テーブルに置かれたガラスのコップを見た。
そこには金髪の美男子が映っているではないか。
「これが……俺……?」
生前のやぼったい顔ではない。
鼻筋はすらりと伸び、幼さを残しながらも精悍な顔立ち。首筋の脂肪もさっぱりなくなり、骨張った指先はとても綺麗だ。
どれだけチートを持とうともどうにもならない容姿の美醜。それが早速片付いたことに俺は嬉しい気持ちでいっぱいだった。

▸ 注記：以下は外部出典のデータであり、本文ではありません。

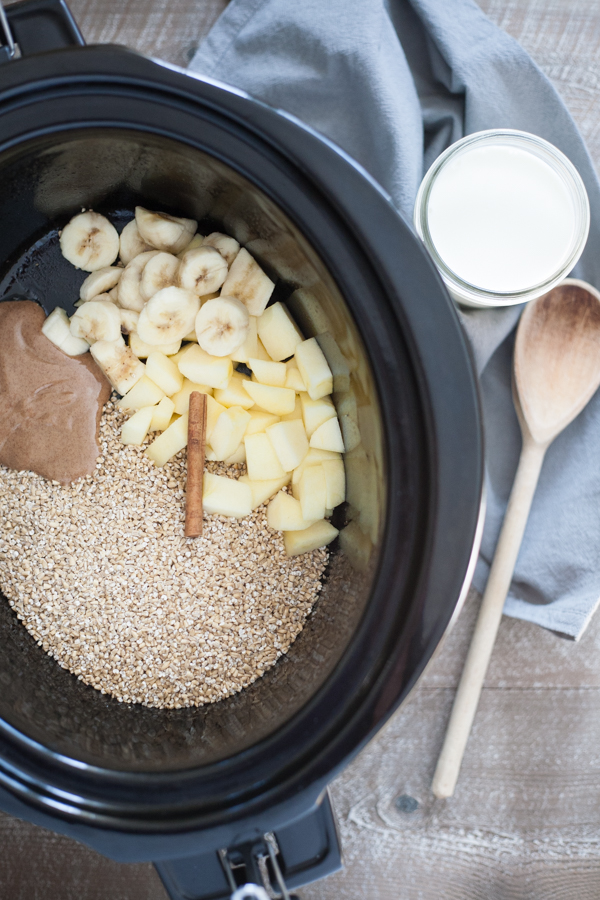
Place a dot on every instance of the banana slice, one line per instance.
(222, 326)
(168, 316)
(164, 232)
(130, 296)
(96, 320)
(129, 320)
(122, 368)
(89, 242)
(57, 329)
(131, 243)
(247, 281)
(202, 271)
(227, 246)
(159, 272)
(100, 282)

「おいきいてんのかてめえ! この街で見ねえ顔だしよ、新入りだろォ? 新入りなら当然、ここのボスである俺に挨拶に来るべきだろうがァ」
「こんにちは」
「ああはい、こんにちは…………じゃねえええええ! 挨拶ってのは金だよ金! そんな言葉だけじゃなくてよぉ、誠意が必要なんだぜぇ!?」
「ンこんにちはッッ!!!」
「迫力高めても誠意にはならねえよ! なめてンのかてめえ!!」
スキンヘッド男はものすごい剣幕で唾を飛ばしてくる。
厄介な輩に絡まれたなと自分の不幸を嘆きながらも、けして悪態を吐くことはなかった。
なんせ俺には余裕があった。彼をいつでも倒せるという確たる自信があったのだ。
転生。そしてチート。
いつの間にか頭に叩き込まれていたチートの内容が、俺に勇気と力を与えてくれている。
『優れた運命』
豪運を発揮する能力。運命は俺に都合よく回っていく。
『深淵覗き』
相手の能力や素質を数値化して見れる能力だ。俗にいう鑑定だろう。
『無限の果てに』
経験値チート&レベル限界突破。弱いはずがない。
「ああ、なめてるとも。相手との力量差がわからないおっさんをなめずして誰をなめる?」
「ガキは飴でも舐めてろ!」
「おつむも足りないか。やれやれ」
きまった……!
決めゼリフはバッチリだ。
これで相手のスキンヘッド男は怒りに身を任せ、俺に殴りかかってくるだろう。それを華麗にかわし、再起できないようこてんぱんにする。
まさに天の配剤。チートの使いどころだ。
「ぐ、ググ……貴様ァ……!」
「ほうら、どうした、かかってこいよ。いや、無理か。お前みたいな雑魚じゃな」
スタートは珍しくも赤ん坊からではなかったが、これはこれでアリだ。
転生ものではありふれている、悪役で端役の男がちょっかいをかけてくるイベント。チュートリアルのようなもの。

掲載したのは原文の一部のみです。